Nyirahabwanimana, 31, lives in Muhoza Sector, Musanze District. She says that she would leave her son at home, for fear of exposing him to ridicule.
She however managed to deal with the stigma after she received counselling from community health workers, as part of their house to house initiative, to comfort the families with children living with disabilities.
“At three years old, my son can’t walk or speak. I felt ashamed in the community. I would keep him at home and fear to carry him around in public,” the Nyirahabimana said.
This was until community health workers visited her village, as they assessed the condition of people living with disabilities ahead of the launch of an Inclusive Early Childhood Education.
Strive Foundation Rwanda, a local non-governmental organisation, through its Inclusive Early Childhood Development (IECD) project, has trained community health workers on inclusive education and delivered lectures on better treatment of disabled children.
According to Nyirahabimana, health workers have contributed a lot in fighting stigma around raising a disabled child.
“I have benefited from health cares’ support as my child’s condition has significantly changed. There is an improvement,” she said.
Valentine Mukanyarwaya, the manager of the Inclusive Early Childhood Development project in Musanze District, said that they help disabled children in different sectors of Musanze and so far 18 disabled children in Muhoza sector have been covered.

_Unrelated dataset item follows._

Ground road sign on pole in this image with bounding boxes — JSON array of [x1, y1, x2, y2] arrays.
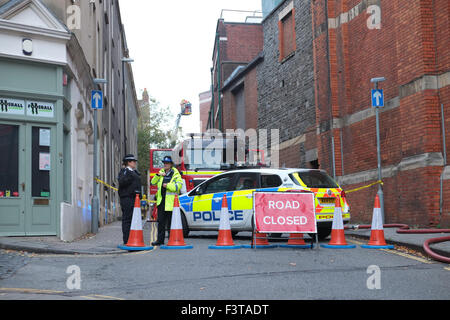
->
[[91, 90, 103, 110], [371, 89, 384, 107]]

Since 2009, Strive Foundation Rwanda established 15 Early Childhood Development centres across Musanze District to serve disabled children have been benefiting.
Mukanyarwaya noted that so far 16 community health workers from Muhoza Sector have been trained to follow up on the status of children who missed ECDs services due to the fact that they are disabled.
“In our home-based ECDs, a trained health worker goes house-to-house providing services that disabled children who missed formal ECD programmes would get,” she added.